Barriers: Paperwork, liability and regulation

Kenneth Beckman operates a laboratory that hides in plain sight. The University of Minnesota Genomics Center is inside a campus that sprawls across two city blocks near the western edge of Minneapolis, between the university’s football stadium and a Union Pacific train yard.

David Peaper, Associate Professor of Laboratory Medicine at Yale School of Medicine.
David Peaper, Associate Professor of Laboratory Medicine at Yale School of Medicine.

 

In November 2020, Quest Diagnostics or Labcorp — Beckman declines to specify which one — found itself overloaded with samples during a COVID-19 surge. The company’s leaders asked Beckman if his lab could join its network and help balance the load.

Beckman was glad to try. Unlike most academic laboratories, the genomics center lab already had a certificate from the FDA under the Clinical Laboratory Improvement Amendments standards, which Beckman figured would make the integration easier.

It didn’t.

First the university’s computer systems needed to be expanded to handle test orders, results and patient data streaming in from hundreds of testing sites around the country. Such a large overhaul triggered a full-scale state and federal compliance review of laboratory standards and privacy procedures.

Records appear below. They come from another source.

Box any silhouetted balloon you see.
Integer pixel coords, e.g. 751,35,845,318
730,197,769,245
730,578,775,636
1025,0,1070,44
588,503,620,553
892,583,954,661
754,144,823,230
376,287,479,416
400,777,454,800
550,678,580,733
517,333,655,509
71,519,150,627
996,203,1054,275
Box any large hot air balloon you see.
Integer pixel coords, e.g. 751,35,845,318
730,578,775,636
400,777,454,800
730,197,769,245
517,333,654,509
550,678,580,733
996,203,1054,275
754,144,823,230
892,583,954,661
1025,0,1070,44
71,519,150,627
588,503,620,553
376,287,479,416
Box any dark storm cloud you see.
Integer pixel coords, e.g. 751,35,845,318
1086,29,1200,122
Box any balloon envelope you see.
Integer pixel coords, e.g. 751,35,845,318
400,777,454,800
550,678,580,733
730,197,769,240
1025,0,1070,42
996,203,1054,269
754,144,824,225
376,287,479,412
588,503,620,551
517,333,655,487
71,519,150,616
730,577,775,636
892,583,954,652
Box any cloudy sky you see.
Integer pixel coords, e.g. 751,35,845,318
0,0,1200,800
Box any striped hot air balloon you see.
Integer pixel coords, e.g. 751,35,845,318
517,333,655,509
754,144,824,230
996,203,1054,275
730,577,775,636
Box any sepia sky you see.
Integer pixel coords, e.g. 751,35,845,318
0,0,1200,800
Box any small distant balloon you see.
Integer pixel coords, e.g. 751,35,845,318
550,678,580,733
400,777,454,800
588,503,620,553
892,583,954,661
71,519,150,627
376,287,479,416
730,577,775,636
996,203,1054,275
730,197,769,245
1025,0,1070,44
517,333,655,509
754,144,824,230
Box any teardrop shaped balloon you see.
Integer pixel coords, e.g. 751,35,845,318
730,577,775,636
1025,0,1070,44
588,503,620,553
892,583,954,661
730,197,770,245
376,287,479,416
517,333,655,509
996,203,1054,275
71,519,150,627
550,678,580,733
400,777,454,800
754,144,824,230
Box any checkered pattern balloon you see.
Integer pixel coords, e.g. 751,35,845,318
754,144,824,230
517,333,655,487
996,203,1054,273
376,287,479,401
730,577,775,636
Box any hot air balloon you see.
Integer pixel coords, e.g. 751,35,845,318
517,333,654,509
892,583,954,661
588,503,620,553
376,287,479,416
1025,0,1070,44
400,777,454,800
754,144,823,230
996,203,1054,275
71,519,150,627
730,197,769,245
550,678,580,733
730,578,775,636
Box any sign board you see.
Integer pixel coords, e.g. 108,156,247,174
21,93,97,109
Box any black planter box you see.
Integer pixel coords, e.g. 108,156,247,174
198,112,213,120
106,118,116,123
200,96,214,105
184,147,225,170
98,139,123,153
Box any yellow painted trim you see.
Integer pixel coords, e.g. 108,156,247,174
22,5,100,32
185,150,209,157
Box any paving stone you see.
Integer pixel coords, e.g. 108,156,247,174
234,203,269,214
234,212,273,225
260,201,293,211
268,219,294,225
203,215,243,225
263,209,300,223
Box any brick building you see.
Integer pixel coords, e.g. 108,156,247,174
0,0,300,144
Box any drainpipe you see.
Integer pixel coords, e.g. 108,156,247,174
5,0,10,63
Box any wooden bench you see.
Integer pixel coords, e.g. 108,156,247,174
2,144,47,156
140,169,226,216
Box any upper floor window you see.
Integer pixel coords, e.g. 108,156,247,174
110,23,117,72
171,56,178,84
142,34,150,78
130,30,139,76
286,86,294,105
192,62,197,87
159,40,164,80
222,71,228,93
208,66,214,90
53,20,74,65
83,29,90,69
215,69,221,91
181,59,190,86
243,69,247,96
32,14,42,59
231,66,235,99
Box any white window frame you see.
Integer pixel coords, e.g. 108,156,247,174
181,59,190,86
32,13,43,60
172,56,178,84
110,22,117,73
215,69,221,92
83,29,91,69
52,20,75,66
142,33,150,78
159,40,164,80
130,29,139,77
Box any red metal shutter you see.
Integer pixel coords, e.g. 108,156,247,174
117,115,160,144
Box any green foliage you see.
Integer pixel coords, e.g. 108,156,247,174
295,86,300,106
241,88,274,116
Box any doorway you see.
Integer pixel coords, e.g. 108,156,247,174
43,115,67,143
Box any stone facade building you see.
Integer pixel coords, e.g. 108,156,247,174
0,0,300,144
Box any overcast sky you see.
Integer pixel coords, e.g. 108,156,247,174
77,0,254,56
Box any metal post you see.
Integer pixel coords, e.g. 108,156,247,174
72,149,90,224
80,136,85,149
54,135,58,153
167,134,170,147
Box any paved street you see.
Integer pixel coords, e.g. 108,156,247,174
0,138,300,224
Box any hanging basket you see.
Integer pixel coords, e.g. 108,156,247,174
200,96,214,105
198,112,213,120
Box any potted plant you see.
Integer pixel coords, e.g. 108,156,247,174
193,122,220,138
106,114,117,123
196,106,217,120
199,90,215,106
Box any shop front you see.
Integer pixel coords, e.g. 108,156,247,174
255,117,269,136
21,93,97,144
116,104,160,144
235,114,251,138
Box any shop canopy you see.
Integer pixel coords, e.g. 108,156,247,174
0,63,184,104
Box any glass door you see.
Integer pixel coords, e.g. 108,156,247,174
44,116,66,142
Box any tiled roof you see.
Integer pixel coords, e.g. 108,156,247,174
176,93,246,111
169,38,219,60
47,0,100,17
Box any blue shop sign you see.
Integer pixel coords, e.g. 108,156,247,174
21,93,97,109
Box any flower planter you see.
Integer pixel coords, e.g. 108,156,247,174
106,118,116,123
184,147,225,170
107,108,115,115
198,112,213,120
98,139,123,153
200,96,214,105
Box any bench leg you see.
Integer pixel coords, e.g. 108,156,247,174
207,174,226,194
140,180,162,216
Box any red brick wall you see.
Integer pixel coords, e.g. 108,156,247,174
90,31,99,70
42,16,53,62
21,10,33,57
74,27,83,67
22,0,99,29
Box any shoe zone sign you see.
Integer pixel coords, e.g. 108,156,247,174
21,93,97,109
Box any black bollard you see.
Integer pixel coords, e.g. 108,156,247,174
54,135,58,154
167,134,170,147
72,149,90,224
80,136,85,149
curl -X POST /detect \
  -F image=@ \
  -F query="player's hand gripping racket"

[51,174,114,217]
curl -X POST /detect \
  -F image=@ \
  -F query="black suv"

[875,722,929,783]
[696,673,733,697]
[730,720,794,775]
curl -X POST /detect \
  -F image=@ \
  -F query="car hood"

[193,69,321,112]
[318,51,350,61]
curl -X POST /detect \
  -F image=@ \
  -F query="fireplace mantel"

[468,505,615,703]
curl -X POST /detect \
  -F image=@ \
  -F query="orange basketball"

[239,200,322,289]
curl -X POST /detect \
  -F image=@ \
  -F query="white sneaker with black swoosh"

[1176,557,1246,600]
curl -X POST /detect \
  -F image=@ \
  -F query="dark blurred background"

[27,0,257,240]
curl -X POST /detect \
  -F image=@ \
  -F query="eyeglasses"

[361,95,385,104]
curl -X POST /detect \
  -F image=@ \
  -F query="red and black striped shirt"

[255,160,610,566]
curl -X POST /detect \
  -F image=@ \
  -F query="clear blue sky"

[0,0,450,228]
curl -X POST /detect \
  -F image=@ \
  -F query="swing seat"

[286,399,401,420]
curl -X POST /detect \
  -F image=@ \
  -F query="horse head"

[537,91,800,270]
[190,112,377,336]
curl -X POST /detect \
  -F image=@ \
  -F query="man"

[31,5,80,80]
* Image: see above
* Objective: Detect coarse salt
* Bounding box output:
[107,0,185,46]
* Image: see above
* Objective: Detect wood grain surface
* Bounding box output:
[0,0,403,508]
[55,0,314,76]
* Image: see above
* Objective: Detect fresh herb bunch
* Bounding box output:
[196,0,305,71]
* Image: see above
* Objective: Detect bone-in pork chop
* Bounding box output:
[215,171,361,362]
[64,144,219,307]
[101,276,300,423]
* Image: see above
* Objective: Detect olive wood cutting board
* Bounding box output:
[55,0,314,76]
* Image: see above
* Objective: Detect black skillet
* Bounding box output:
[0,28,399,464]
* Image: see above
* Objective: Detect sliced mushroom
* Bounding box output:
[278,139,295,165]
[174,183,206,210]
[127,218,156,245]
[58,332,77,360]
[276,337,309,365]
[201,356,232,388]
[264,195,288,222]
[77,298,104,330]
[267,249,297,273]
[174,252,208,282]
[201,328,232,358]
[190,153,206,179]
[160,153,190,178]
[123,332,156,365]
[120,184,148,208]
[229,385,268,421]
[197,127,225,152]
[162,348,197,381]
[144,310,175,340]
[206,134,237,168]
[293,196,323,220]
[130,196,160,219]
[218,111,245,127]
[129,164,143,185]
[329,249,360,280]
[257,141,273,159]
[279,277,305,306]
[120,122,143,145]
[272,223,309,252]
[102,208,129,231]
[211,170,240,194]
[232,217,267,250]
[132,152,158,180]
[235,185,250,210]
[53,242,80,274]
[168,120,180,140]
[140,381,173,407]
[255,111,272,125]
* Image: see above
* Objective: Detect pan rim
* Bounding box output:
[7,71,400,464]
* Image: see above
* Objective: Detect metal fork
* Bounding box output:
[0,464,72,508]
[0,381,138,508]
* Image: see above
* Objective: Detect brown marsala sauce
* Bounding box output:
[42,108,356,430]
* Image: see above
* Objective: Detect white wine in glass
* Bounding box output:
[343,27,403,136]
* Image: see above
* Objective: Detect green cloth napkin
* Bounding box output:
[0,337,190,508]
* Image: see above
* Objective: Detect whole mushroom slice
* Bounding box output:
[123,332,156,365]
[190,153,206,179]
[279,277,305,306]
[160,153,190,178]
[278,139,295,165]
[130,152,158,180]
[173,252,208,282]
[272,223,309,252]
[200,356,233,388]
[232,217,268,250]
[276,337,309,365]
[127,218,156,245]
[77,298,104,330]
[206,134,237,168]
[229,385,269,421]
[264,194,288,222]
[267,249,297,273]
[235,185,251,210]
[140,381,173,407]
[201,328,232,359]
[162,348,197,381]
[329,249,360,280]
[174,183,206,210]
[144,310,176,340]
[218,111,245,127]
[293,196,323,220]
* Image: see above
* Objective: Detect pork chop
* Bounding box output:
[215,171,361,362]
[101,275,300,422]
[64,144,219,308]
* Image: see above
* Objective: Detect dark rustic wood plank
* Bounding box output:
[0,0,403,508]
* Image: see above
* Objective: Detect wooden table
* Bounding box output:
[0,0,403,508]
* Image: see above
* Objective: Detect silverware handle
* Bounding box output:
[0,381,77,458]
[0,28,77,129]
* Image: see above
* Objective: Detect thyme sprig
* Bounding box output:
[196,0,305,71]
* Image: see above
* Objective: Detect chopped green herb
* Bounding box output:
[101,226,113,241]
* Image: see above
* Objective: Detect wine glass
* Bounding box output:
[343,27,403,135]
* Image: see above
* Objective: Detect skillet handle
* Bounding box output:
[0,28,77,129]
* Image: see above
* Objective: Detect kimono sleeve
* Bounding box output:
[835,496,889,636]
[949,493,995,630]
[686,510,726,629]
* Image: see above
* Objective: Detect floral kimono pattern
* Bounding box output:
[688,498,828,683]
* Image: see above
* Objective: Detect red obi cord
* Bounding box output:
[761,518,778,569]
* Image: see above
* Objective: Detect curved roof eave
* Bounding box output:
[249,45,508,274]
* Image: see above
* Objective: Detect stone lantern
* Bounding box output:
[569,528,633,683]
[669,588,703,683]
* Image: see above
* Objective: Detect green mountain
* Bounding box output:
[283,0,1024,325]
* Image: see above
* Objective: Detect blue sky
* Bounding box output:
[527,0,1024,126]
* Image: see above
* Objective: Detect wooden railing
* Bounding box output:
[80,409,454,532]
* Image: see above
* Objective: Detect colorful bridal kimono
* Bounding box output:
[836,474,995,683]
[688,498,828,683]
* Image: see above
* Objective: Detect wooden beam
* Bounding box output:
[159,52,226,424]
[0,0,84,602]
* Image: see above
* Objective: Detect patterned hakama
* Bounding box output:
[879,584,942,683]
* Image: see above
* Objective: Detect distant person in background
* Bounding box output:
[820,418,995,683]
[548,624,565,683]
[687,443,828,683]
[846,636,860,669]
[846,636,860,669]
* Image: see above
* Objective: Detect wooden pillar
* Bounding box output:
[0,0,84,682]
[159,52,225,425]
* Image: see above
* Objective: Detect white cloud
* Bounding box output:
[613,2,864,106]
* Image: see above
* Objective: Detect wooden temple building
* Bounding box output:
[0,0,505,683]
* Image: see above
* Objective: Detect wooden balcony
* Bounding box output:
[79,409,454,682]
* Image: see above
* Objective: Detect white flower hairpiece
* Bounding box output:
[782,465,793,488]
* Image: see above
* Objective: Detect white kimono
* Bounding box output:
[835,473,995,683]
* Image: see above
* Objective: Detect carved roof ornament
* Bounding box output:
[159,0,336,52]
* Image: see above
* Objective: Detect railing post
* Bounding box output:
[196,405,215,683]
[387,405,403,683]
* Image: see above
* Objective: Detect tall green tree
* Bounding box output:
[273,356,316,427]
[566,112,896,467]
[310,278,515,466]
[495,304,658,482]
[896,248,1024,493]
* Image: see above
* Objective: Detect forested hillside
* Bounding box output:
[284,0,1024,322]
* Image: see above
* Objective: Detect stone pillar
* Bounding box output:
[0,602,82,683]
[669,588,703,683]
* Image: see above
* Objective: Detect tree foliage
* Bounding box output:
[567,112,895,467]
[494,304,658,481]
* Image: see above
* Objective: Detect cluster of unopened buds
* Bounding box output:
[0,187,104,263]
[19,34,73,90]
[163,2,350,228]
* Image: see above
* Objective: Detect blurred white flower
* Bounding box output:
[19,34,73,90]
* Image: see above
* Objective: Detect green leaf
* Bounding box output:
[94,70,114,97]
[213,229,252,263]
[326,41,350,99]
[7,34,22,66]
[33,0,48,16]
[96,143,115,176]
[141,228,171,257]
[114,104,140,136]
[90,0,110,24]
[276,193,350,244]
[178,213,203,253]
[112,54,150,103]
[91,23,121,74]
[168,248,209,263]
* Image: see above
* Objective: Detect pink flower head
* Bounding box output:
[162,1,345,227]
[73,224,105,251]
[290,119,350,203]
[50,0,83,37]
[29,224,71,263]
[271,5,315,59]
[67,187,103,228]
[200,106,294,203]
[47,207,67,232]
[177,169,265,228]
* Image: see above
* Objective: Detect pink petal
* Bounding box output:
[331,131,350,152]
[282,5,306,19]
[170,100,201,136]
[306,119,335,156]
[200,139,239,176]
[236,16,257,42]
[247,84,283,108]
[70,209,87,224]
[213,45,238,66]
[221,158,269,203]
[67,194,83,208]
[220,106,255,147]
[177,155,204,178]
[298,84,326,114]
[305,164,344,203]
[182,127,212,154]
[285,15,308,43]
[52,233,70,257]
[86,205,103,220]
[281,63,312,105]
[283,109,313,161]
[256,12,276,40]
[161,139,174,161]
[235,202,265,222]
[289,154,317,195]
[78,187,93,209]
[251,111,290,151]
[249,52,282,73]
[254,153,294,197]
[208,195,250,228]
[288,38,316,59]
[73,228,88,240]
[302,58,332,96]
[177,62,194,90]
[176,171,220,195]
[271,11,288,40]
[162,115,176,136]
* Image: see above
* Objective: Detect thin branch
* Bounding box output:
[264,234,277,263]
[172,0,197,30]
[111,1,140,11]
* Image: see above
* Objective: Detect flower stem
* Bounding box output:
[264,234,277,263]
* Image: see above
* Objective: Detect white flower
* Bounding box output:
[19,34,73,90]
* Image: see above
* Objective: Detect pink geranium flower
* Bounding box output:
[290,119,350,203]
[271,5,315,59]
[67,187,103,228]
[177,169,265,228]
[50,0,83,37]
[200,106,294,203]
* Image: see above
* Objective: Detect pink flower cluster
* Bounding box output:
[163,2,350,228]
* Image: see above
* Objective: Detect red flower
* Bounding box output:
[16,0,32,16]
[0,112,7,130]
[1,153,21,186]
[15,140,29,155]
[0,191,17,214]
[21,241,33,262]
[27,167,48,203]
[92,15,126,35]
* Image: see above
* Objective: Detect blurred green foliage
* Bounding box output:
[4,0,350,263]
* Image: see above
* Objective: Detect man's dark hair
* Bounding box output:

“It’s like they had just acquired a new company. Do you have threat insurance? Can you withstand a hospital-grade IT audit? It’s a questionnaire that’s many hundreds of pages long to make sure you can’t be hacked for ransom attacks,” Beckman said. “If you have a HIPAA violation, it’s $1 million per incident. It’s not trivial.”

 

This back-end work took three months. By the time it was complete, the crisis had resolved itself, not by an increase in testing capacity, but because the surge ended. So the testing giant decided it didn’t need Beckman’s help after all.

“It’s all this paperwork, regulatory, insurance and liability,” Beckman said. “Those are the problems — not being able to run the test.”

Other laboratory directors who tried to scale up for COVID-19 experienced similar obstacles.

“Everyone dramatically underestimates the pre- and the postanalytical challenges,” said David Peaper, leader of Yale University’s primary COVID-19 testing lab.